'Stories of Sindh': Countering intolerance through documentaries

12 films with communal harmony as the core theme were produced as part of the project by Mehrdar Art and Production

Our Correspondent October 05, 2020


To counter violent extremism and tribal conflicts, which had been gripping up in different parts of Sindh, especially in district Khairpur, Shikarpur, and Jacobabad. Mehrdar Art and Production (MAP) started a project called Stories of Sindh, according to a press release. The program seeks to encourage youth to come together to reclaim the reputation of the historically inclusive society of Sindh through documentaries.

A total of 75 participants were selected from Khairpur, Shikarpur, and Jacobabad with 25 from each district. The participants produced 12 films based on positive narratives, using examples of diversity and communal harmony, that were filmed from July 17, 2020, till July 22, 2020.

The virtual launch of the 12 films was held on Sunday with a physical launch planned for October 9, 2020, at Shah Abdul Latif Bhittai University in Khairpur.

The training was conducted by Award-Winning Filmmakers Haya Fatima Iqbal, Haseeb Halai, and Ali Brohi. Participants attended a workshop where they learned the importance of storytelling through in-depth discussions on indigenous stories, current trends in visual storytelling, and contemporary styles in documentary filmmaking.

According to Iqbal, during various stages of the workshop, participants came to understand how positive storytelling brings communities together and how powerful documentaries can remind audiences about what all is common between them and others.

Films that were produced included An Inspirational Polio worker, Art knows no limits, A tailor’s journey, Unvoiced citizens, Sports for women empowerment, Preserving the national literary heritage, The struggle for freedom of women, Using radio for social change, A struggle for women education and peace, Empowering women through sports , Dream of a humane and peaceful Jacobabad, and Journey in Rhythm, among many others.

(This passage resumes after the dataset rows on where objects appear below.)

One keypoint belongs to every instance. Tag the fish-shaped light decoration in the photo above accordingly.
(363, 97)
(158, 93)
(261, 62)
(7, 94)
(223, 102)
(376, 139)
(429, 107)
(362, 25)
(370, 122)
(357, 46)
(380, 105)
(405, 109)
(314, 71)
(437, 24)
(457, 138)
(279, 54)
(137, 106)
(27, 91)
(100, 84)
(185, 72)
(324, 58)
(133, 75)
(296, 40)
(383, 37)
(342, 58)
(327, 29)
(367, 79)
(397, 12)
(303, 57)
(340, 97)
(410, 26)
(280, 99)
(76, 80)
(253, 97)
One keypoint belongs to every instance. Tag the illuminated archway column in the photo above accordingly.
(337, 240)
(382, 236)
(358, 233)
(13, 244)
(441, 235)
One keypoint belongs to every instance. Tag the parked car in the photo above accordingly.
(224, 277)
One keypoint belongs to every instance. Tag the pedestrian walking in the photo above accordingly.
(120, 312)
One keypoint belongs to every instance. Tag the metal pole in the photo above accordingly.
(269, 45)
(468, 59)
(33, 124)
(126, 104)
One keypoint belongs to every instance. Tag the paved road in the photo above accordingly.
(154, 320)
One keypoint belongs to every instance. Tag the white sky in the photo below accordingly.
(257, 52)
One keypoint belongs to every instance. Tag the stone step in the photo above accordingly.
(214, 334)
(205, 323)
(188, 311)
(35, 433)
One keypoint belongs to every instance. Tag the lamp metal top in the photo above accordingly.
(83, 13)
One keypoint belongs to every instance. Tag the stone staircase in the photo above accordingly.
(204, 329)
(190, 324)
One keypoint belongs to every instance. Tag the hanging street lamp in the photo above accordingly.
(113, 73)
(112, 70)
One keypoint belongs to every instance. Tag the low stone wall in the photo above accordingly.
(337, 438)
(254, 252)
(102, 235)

Iqbal said that the tone was set right in the beginning when it was emphasised that documentary filmmaking tends to focus on the “grey” instead of the “black and white”; meaning that one of the main purposes of documentary filmmaking is to find nuances in people’s lives that celebrate humanity and diversity instead of creating schisms between them.

“We had participants from different religions and sects, and we had a considerable female presence in a much larger group of men – but everyone respected each other and listened to each others’ thoughts and feelings very respectfully,” Iqbal said.
She concluded that by virtue of people interacting with each other during the sessions, the ideals of pluralism, mutual respect, and diversity were being inculcated into participants’ minds at every instance of the workshop.

According to the founder of MAP, Muhammad Fahim, radicalisation in above mentioned parts of Sindh resulted in an intolerant environment that led many people including young girls and boys to develop social and psychological disorders.

He went onto said that this not only disturbed lives and livelihoods but also blocked the development in agriculture, markets, Community Infrastructure, education, health, and sanitation facilities.

“Many communities have been forced to leave their homes and migrate to other areas of Sindh due to the increase of radical elements in the society,” Fahim added.